How complex are we really making this?  It seems overcomplicated and takes away from some of the core reasons I find Scrum beneficial and useful.

As a Product Owner, I view the process as the following:

A)  Request for a project is received
B)  Initial “High-Level” User Stories are written
C)  Team uses Poker Planning, t-shirt sizing (or for one of my teams animal sizing) to measure the relative size of the stories.  We do this using a baseline story and ask, how complex, difficult, hard to know is this story compared to baseline story
D)  I use the cost of the team (payroll, hardware, software, etc.) and the through-put (average velocity per Sprint) of the team to determine cost per point.  This tells me estimated cost per sized story and therefore for the project
E)  From experience (and in a post I made here most of you agreed), I multiply a buffer of 2-4 times the teams estimate and provide a cost range estimate for the project.  The cost will be between $xxx,xxx (based on teams estimate) and $xxx,xxx (based on my multiplier).

If we move forward with the project then the user stories are broken down further and resized (1 high-level story might become 12 stories). If the cumulative cost of the 12 stories will impact your overall plan (timeline and cost), then be transparent immediately and share that information with your stakeholders.

Now to the question about how to handle story points when a story isn’t done by the end of the Sprint?

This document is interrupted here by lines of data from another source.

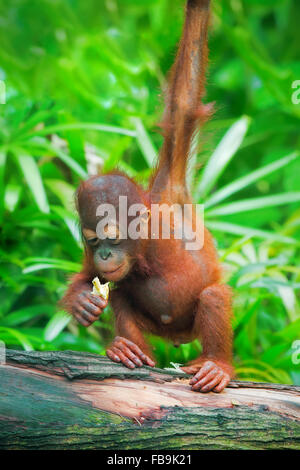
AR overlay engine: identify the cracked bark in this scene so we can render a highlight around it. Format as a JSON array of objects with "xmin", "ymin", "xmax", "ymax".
[{"xmin": 0, "ymin": 350, "xmax": 300, "ymax": 450}]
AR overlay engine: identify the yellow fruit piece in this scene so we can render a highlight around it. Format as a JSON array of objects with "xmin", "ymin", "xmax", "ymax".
[{"xmin": 92, "ymin": 277, "xmax": 109, "ymax": 300}]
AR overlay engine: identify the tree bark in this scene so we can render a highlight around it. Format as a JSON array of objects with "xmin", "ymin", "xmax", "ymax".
[{"xmin": 0, "ymin": 350, "xmax": 300, "ymax": 450}]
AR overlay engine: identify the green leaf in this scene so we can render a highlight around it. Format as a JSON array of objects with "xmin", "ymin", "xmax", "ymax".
[
  {"xmin": 205, "ymin": 152, "xmax": 300, "ymax": 208},
  {"xmin": 132, "ymin": 117, "xmax": 157, "ymax": 168},
  {"xmin": 196, "ymin": 116, "xmax": 251, "ymax": 199},
  {"xmin": 44, "ymin": 310, "xmax": 72, "ymax": 342},
  {"xmin": 0, "ymin": 152, "xmax": 6, "ymax": 223},
  {"xmin": 205, "ymin": 192, "xmax": 300, "ymax": 217},
  {"xmin": 24, "ymin": 122, "xmax": 136, "ymax": 137},
  {"xmin": 15, "ymin": 153, "xmax": 50, "ymax": 214},
  {"xmin": 1, "ymin": 304, "xmax": 55, "ymax": 326},
  {"xmin": 0, "ymin": 326, "xmax": 33, "ymax": 351},
  {"xmin": 23, "ymin": 257, "xmax": 81, "ymax": 274},
  {"xmin": 30, "ymin": 139, "xmax": 88, "ymax": 179},
  {"xmin": 44, "ymin": 179, "xmax": 75, "ymax": 211},
  {"xmin": 206, "ymin": 221, "xmax": 300, "ymax": 245}
]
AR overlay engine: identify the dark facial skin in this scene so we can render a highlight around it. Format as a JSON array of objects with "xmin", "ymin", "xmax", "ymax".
[{"xmin": 83, "ymin": 229, "xmax": 132, "ymax": 282}]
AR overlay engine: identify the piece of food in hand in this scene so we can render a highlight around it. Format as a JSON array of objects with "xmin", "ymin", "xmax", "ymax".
[{"xmin": 92, "ymin": 277, "xmax": 109, "ymax": 300}]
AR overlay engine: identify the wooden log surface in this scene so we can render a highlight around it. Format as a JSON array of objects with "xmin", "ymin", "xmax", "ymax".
[{"xmin": 0, "ymin": 350, "xmax": 300, "ymax": 450}]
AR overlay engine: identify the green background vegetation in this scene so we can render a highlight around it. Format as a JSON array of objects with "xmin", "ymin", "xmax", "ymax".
[{"xmin": 0, "ymin": 0, "xmax": 300, "ymax": 384}]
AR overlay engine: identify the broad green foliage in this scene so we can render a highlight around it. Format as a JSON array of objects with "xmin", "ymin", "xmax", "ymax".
[{"xmin": 0, "ymin": 0, "xmax": 300, "ymax": 384}]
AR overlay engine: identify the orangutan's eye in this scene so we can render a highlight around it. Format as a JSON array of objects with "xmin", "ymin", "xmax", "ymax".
[
  {"xmin": 87, "ymin": 238, "xmax": 99, "ymax": 246},
  {"xmin": 108, "ymin": 238, "xmax": 121, "ymax": 245}
]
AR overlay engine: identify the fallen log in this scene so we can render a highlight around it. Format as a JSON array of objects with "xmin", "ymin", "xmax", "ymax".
[{"xmin": 0, "ymin": 350, "xmax": 300, "ymax": 450}]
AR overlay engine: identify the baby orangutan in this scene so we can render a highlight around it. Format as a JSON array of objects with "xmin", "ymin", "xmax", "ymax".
[{"xmin": 63, "ymin": 0, "xmax": 233, "ymax": 392}]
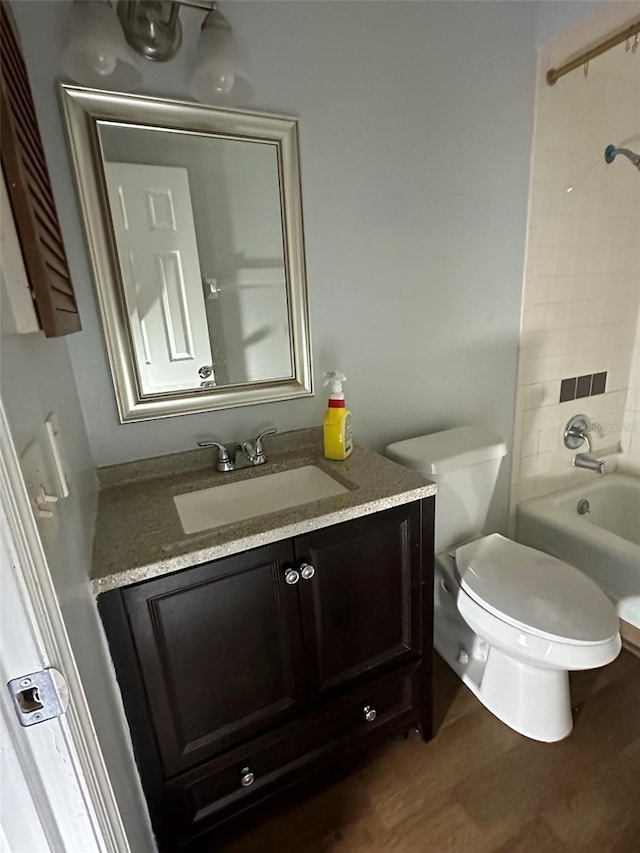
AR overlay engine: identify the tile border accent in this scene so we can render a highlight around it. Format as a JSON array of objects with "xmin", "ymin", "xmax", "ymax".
[{"xmin": 558, "ymin": 370, "xmax": 607, "ymax": 403}]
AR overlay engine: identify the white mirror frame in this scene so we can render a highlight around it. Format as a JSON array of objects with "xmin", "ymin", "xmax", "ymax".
[{"xmin": 60, "ymin": 84, "xmax": 313, "ymax": 423}]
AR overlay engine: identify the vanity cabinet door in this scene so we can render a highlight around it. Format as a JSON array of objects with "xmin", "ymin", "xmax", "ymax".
[
  {"xmin": 294, "ymin": 502, "xmax": 422, "ymax": 695},
  {"xmin": 123, "ymin": 542, "xmax": 305, "ymax": 777}
]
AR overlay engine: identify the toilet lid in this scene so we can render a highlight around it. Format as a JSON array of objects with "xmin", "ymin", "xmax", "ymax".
[{"xmin": 456, "ymin": 533, "xmax": 618, "ymax": 644}]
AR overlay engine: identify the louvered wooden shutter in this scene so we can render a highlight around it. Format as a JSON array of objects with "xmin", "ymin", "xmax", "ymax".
[{"xmin": 0, "ymin": 2, "xmax": 81, "ymax": 338}]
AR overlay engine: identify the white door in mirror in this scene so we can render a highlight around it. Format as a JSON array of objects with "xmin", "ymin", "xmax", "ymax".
[
  {"xmin": 104, "ymin": 162, "xmax": 215, "ymax": 394},
  {"xmin": 173, "ymin": 465, "xmax": 349, "ymax": 533}
]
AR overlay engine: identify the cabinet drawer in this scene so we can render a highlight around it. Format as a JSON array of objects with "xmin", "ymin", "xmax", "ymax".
[{"xmin": 166, "ymin": 663, "xmax": 420, "ymax": 840}]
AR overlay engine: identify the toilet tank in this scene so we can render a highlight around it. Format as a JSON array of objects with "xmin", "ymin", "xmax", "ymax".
[{"xmin": 385, "ymin": 426, "xmax": 507, "ymax": 551}]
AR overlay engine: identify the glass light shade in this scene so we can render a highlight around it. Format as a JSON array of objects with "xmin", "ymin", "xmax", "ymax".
[
  {"xmin": 188, "ymin": 8, "xmax": 255, "ymax": 104},
  {"xmin": 62, "ymin": 0, "xmax": 142, "ymax": 89}
]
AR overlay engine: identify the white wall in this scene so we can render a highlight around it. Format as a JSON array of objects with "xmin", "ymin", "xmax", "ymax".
[
  {"xmin": 12, "ymin": 0, "xmax": 537, "ymax": 532},
  {"xmin": 512, "ymin": 0, "xmax": 640, "ymax": 507}
]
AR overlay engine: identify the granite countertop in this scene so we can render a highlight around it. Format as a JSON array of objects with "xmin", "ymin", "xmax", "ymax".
[{"xmin": 92, "ymin": 427, "xmax": 436, "ymax": 595}]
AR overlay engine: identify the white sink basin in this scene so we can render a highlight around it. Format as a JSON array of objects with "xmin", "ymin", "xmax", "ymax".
[{"xmin": 173, "ymin": 465, "xmax": 349, "ymax": 533}]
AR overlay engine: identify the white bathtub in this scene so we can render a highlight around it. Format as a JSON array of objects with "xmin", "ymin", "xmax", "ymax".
[{"xmin": 516, "ymin": 474, "xmax": 640, "ymax": 628}]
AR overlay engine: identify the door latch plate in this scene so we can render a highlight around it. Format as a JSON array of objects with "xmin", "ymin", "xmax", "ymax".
[{"xmin": 7, "ymin": 667, "xmax": 69, "ymax": 726}]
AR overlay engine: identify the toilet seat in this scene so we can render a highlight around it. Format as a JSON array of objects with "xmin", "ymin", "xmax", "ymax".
[{"xmin": 456, "ymin": 533, "xmax": 618, "ymax": 645}]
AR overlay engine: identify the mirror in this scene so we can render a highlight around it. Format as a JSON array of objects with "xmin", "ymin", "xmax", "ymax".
[{"xmin": 61, "ymin": 85, "xmax": 312, "ymax": 422}]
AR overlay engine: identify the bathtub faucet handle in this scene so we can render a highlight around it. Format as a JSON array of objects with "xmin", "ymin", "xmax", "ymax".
[
  {"xmin": 564, "ymin": 415, "xmax": 593, "ymax": 453},
  {"xmin": 577, "ymin": 498, "xmax": 591, "ymax": 515}
]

While it would be nice to hear and know what your best practice is regarding this question, how big of a deal is this really?  As long as you are having a retrospective and you address and fix the issue of stories carrying from one sprint to the next, it won’t have that much of an impact on the average velocity and therefore doesn’t greatly impact the figures I use for planning.  Just do what makes sense in your shop.  If you don’t like it, talk about in your retro and hopefully you have enough freedom and self-managing permission that you can make the changes to fit your team and operation.